Anche quest’anno torna la kermesse di Fratelli d’Italia
Camerata Atreju presente!
Nell’anno
di grazia 2019 a che servono feste di partito come Atreju? Quattro
chiacchiere sui giornali, alcune dichiarazioni infuocate per gli imbecilli con
il braccio teso, altre in cifrato per
i possibili alleati, qualche ospite per la foto finale sul palco.
Questi fascistelli farebbero (occhio al condizionale) quasi tenerezza. Fascismo in doppio
petto, senza Almirante e Fini. Si legga
“Il Secolo d'Italia”, giornale fiancheggiatore, dove a proposito dello "spazio" Atreju si torna parlare come cinquant’anni fa di "radici", della “nostra gente”, della ricomposizione della “diaspora
interna” (*). "Sì, sì", come si usa dire nell'ambiente, "da camerata a camerata, fregatura assicurata"...
Del resto la kermesse si celebra nello spazio francobollo dell’Isola Tiberina, patrocinata da Giorgia Meloni, leader di Fratelli d’Italia, così appassionata di cultura da rilevare, per poi lasciarla affondare, la rivista “Area” creata da Gianni Alemanno: personaggio mai passato alla storia missina e postmissina, proprio per il suo lodevole tentativo di unire idee e politica, senza stravolgere le une e distruggere l’altra. Alemanno, genero di Pino Rauti e amico di Giano Accame, leggeva. Altri tempi...

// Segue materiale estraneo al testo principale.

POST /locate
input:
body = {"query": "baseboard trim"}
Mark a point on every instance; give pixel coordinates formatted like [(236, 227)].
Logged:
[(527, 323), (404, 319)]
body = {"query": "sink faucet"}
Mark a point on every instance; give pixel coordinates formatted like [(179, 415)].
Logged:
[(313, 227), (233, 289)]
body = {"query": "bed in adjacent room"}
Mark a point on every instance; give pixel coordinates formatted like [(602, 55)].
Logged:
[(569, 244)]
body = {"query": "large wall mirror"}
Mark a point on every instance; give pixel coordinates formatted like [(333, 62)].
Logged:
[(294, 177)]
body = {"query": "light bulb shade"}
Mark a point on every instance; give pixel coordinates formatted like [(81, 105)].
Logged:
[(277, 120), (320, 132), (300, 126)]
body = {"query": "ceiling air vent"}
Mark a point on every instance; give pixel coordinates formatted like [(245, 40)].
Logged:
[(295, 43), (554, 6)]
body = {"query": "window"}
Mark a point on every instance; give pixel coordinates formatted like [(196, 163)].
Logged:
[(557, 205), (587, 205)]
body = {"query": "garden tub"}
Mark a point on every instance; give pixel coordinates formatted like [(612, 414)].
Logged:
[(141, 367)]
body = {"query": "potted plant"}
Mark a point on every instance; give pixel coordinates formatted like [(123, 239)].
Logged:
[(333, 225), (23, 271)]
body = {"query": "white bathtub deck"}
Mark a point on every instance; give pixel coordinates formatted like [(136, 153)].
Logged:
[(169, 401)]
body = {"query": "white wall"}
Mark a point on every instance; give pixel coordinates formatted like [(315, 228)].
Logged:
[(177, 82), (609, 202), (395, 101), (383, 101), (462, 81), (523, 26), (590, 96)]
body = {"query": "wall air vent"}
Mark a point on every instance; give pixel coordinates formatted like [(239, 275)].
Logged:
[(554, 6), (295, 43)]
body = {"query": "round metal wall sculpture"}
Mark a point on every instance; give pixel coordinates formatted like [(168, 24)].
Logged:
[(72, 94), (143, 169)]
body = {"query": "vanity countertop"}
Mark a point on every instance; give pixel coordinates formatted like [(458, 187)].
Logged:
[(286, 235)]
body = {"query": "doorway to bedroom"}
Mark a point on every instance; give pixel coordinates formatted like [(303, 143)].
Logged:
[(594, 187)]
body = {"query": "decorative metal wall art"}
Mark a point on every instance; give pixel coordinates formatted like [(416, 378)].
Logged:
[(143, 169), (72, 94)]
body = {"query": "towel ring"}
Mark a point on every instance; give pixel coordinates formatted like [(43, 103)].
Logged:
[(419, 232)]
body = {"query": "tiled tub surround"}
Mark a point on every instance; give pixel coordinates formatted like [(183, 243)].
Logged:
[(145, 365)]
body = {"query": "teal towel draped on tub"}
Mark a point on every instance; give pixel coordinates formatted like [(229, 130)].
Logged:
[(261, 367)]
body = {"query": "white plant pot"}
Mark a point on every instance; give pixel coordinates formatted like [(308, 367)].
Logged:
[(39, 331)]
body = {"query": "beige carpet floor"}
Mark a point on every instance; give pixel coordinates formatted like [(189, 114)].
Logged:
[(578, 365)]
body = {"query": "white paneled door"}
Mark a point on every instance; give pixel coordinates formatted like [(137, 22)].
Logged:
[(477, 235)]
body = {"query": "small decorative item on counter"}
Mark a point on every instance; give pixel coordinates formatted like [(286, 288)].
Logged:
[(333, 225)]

A proposito di ospiti, quest'anno sarà il turno delle "categorie produttive": industriali, imprenditori, commercianti, eccetera. Destra anti-tasse, insomma. Non in chiave liberale ma chiassosamente populista e con radici fasciste. Nel senso che la politica economica di Fratelli d’Italia è quella di abbassare i tributi e aumentare pensioni e servizi sociali. La quadratura del cerchio. Sotto questo aspetto,
Che si diranno
Dicevamo che Atreju potrebbe fare tenerezza. Alla fin fine sono quattro gatti che ancora reputano Benito Mussolini il più grande statista del XX secolo. Continuano a ripetere le stesse parole d’ordine del Movimento Sociale e del Fascismo. Con un tratto di modernità: hanno arruolato il camerata Atreju, che come si legge sul sito delle festa, strizzando l’occhio al politicamente corretto,
“ è il protagonista del romanzo “La storia infinita” di Michael Ende. Appartiene al popolo dei pelleverde, vive in una tenda, ha carnagione olivastra, occhi scuri che vedono fino all’orizzonte. Il suo nome, nella lingua della sua gente, significa “Figlio di Tutti” e allude al fatto che Atreju è orfano ed è stato allevato dall’intera tribù” (**).
Si noti, “carnagione olivastra” , “occhi scuri”, “vive in una tenda”: un “orfano” però “allevato dall’intera tribù”. Insomma, Atreju potrebbe essere un immigrato. Peccato che finita la festa, spente le luci e smontate le bancarelle, alla Meloni, degli orfani, quelli veri, sui barconi, per usare il suo colorito linguaggio, “non je ne possa frega’ de meno”.
No, il camerata Atreju non può fare tenerezza. Fa paura.